Nearly a third (32%) of black people working in advertising are likely to leave the industry due to a lack of inclusivity.
This opinion is shared by 27% of Asian respondents to the All In Census, launched earlier this year by the Advertising Association’s Inclusion Group. The inclusion group is chaired by ISBA and the IPA, and supported by brands including GSK, Shell, Channel 4 and ITV.
The first survey of its kind to reveal the makeup of the entire advertising workforce – from agencies and production companies to media owners and brand marketers – also reveals 32% of Muslim respondents, 27% of Hindus and 23% of Sikhs plan to leave the industry due to the lack of inclusivity. This figure drops to 10% among white employees.
Some 16,000 responses were received during the survey period in March, which the group estimates as representing just under 20% of the overall UK advertising workforce. Of those respondents, 16% were from ethnic minority backgrounds, compared to 12% of the UK working population.
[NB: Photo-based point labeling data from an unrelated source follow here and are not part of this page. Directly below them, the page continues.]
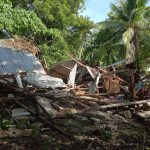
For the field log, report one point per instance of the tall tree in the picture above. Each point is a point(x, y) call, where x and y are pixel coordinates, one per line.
point(127, 20)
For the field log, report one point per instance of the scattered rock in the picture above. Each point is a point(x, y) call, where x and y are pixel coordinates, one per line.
point(127, 114)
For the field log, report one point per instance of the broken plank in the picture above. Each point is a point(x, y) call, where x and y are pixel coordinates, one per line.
point(45, 104)
point(120, 104)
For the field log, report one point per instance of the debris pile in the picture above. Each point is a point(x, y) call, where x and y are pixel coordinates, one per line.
point(74, 100)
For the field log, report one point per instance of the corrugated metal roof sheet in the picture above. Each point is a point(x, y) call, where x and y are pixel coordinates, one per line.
point(20, 44)
point(13, 61)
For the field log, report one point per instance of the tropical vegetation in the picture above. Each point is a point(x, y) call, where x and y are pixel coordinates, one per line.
point(58, 28)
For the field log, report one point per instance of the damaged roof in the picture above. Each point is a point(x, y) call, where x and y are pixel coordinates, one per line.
point(62, 69)
point(20, 44)
point(13, 61)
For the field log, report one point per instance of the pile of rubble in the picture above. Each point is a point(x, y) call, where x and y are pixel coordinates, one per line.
point(72, 93)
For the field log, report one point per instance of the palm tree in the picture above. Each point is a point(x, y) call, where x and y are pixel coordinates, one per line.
point(125, 23)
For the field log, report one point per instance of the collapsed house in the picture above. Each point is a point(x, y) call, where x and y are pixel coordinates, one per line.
point(18, 58)
point(71, 90)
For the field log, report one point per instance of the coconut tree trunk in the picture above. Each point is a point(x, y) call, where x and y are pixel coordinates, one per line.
point(136, 46)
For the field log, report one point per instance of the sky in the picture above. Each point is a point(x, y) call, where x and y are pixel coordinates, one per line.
point(97, 10)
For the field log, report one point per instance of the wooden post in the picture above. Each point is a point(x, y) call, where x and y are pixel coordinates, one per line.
point(132, 87)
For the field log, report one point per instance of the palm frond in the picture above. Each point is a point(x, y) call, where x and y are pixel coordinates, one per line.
point(119, 12)
point(141, 3)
We’ve got to get our house in order first, so we’re not recruiting into an industry where people will fall out because they’re not loving it or don’t feel they belong.
Sharon Lloyd Barnes, Advertising Association
Broken down further, black employees make up 3% of the industry, while 7% identify as Asian, both of which match the UK working age population. However, black representation in the C-suite drops to just 1%, rising to 3% for Asian employees.
At the same time, a significant number of respondents say they have experienced discrimination in the industry due to their race. Nearly a quarter (22%) of black respondents have experienced racial discrimination, alongside 15% of Asian respondents and 14% of ethnic minorities as a whole.
Of white respondents, just 1% say they have encountered racial discrimination.
Disabled talent and tenuous mental health
It’s a similar story for the industry’s disabled workforce, with 22% saying the industry’s lack of inclusivity is likely to drive them to pursue a career elsewhere.
However, disabled people are also under-represented, making up only 9% of the workforce, versus 20% of the UK working age population. That number falls to 6% at C-suite level.
Disabled employees also suffer the most from a mental health perspective, with more than half of respondents claiming to feel stressed or anxious.
Mental health has been identified as a problem across the entire workforce. Nearly a third (31%) of respondents reported feeling stressed and anxious, rising to 45% among LGBTQ+ employees.
Some 38% among those aged 25-34 feel stressed, alongside 21% of 45-54 year olds, as do 36% of women and 25% of men.
“What’s clear is that it isn’t about recruiting and it’s not about just ensuring that we have more and more diverse people coming into the industry,” Ad Association commercial director and inclusion lead, Sharon Lloyd Barnes, explains to Marketing Week.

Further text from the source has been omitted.